For one, definitely don't use [man]session_unregister/man (for reasons that should become obvious once you visit it's manual page).

For another, try adding a call to [man]session_write_close/man after you clear the appropriate session variable but before you do the header() redirect. Also, after you call header() to redirect the user back to the form, consider adding an [man]exit[/man] so that the script immediately ends execution.

Stinger51

>> Also, after you call header() to redirect the user back to the form, consider adding an exit so that the script immediately ends execution. <<

Thanks, that solved the problem. I'm not sure why, other than the script must have kept running after the redirection? Seems kind of crazy. Why would the script continue to run after the redirection? But making sure the script terminated with the exit() solved everything.

Much obliged.

bradgrafelman

Stinger51;10993672 wrote:
Why would the script continue to run after the redirection?

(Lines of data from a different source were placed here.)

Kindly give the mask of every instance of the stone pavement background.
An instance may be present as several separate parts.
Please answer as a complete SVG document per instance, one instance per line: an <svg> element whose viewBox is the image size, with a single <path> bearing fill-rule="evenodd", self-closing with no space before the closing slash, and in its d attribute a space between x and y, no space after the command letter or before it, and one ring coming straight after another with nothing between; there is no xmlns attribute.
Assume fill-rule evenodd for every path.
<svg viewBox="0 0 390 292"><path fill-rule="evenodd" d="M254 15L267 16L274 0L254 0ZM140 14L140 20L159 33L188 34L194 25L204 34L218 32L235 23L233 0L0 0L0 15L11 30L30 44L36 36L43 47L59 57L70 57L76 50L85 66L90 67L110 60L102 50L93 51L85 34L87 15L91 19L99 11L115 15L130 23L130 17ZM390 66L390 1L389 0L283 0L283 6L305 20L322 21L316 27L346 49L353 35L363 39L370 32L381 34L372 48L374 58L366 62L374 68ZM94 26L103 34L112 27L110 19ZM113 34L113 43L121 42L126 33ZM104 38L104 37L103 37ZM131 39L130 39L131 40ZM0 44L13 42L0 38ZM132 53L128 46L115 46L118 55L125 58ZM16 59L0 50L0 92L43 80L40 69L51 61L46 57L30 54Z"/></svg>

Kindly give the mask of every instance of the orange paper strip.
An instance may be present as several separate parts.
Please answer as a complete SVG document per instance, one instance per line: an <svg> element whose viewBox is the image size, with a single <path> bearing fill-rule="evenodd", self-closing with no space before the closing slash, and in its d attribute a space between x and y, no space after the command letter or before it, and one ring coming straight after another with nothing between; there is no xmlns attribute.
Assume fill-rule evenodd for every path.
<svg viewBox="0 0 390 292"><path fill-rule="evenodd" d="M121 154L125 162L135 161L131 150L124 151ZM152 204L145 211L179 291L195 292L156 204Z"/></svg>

Why wouldn't it? You simply told PHP to include a certain HTTP header whenever it comes to the point of sending these headers to the client.

Calling [man]header/man with a 'Location:' HTTP header does not redirect anything; it simply queues up an HTTP header to be sent (along with several others).

Stinger51

That is an astounding observation. I've never seen this topic discussed about 'redirection' and the header() function anywhere else -- save here. Even the PHP.net manual does not discuss this peculiarity.

So, I've learned a good lesson here, that sending a raw header does not terminate the rest of the PHP script. This seems to get into the grey area between the machinations between Apache server and the inner workings of PHP (or other scripting languages).

Very interesting, as Artie Shaw would say.

Thanks again for your insight into this. This have saved me from pulling out all my hair, or at least beating my skull to death on the PHP Altar.

bradgrafelman

Stinger51;10993735 wrote:
I've never seen this topic discussed about 'redirection' and the header() function anywhere else -- save here. Even the PHP.net manual does not discuss this peculiarity.

What "peculiarity" ? And yes, the manual page for [man]header/man does show using 'Location:' headers followed by a call to [man]exit[/man] so that the rest of the code is not executed.

Stinger51;10993735 wrote:
sending a raw header does not terminate the rest of the PHP script.

Of course not... all HTTP requests and responses are preceded by HTTP headers. Why would sending a header terminate a script when it hasn't even gotten a chance to start sending output yet?

Stinger51;10993735 wrote:
This seems to get into the grey area between the machinations between Apache server and the inner workings of PHP (or other scripting languages).

What grey area? Apache simply spits out whatever PHP tells it to, including HTTP headers.

EDIT: As an example of what I was referring to above in the PHP manual, take this simple code example provided in the 'Parameters' section:

PHP Manual wrote:

<?php
header("Location: http://www.example.com/"); /* Redirect browser */

/* Make sure that code below does not get executed when we redirect. */
exit;
?>

Note the second code comment not only explains the need for [man]exit[/man] to prevent PHP from continuing on to the rest of the code, but it also shows that no 'redirection' has been done at all (the comment says "when we redirect", as if talking about the future, not "when we redirected" as if the header() call itself caused a redirection).